Our human vocation to live in communion and mutuality is rooted in our creation in God’s image and likeness.  The very being of God is community; the Father, Son and Spirit are One in reciprocal self-giving and love.  The mystery of God as Trinity is one that only those living in personal communion can understand by experience.  Through our common life we can begin to grasp that there is a transcendent unity that allows mutual affirmation of our distinctness as persons. Through prayer we can see that this flows from the triune life of God.  If we are true to our calling as a community, our Society will be a revelation of God.

Our life as a community should also be a sign to the Church to rise up to its true calling as a communion of the Holy Spirit, the Body of Christ and the company of Christ’s friends.  We are not called to be a separate elite, but to exemplify the life of the Body of Christ in which every member has a particular gift of the Spirit for ministry and shares an equal dignity.  Fr. Benson taught that “there are special gifts of God indeed to the Society, but only as it is a society within the Church.  The small body is to realize and intensify the gifts, to realize the energies, belonging to the whole Church.”  Our witness and ministry is not merely to separate individuals; it is for strengthening the common life in the Body of Christ.

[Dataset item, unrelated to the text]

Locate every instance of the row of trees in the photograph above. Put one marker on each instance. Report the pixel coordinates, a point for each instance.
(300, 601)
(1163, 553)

  1. mark on April 14, 2009 at 19:21

    If you have to do it, you might as well do it right

  2. Pat Tyler on March 1, 2009 at 13:32

    Greetings, How can we reach into the isolated world of individuals with disabilities? When I look at our services and the services of many churches, these special individuals are often absent. Peace, Pat

  3. Polly Henninger on March 1, 2009 at 01:00

    How good it is to be reminded that we are called by God to belong to communities of personal cooperation and interdependence, not simply for our own pleasure but because community is the manifestation of our social nature and reflects the triune nature of God. I attended a Croatian concert tonight followed by Croatian folk dancing. The singers are of Croatian heritage, however small, and their group gives them a means of sharing their community with others. The concert was livelier than most and that came from the sense of community. Tonight’s reading by Bishop Shaw, in the context of that concert, made me grateful for the sense of community I derive from being in the Fellowship of St. John and also the empowerment and nurturance that it gives me to feel community with these singers. It is because I know community that I can enter in and feel a part of, not isolated, despite the fact that I don’t know Croatian, or this music, or these people. I went alone, only knowing one singer and recognizing one friend in the audience at the concert, but I could feel that this concert was about being part of community. I resonated with that feeling. I know it. All of us who attend, be it the concert or a service at the monastery, or some other activity that manifests and is permeated by an underlying, abiding sense of community are offered the opportunity to experience and participate in the triune image of God. I am grateful for the intensifying that the Brothers intentionally bring to the experience of community.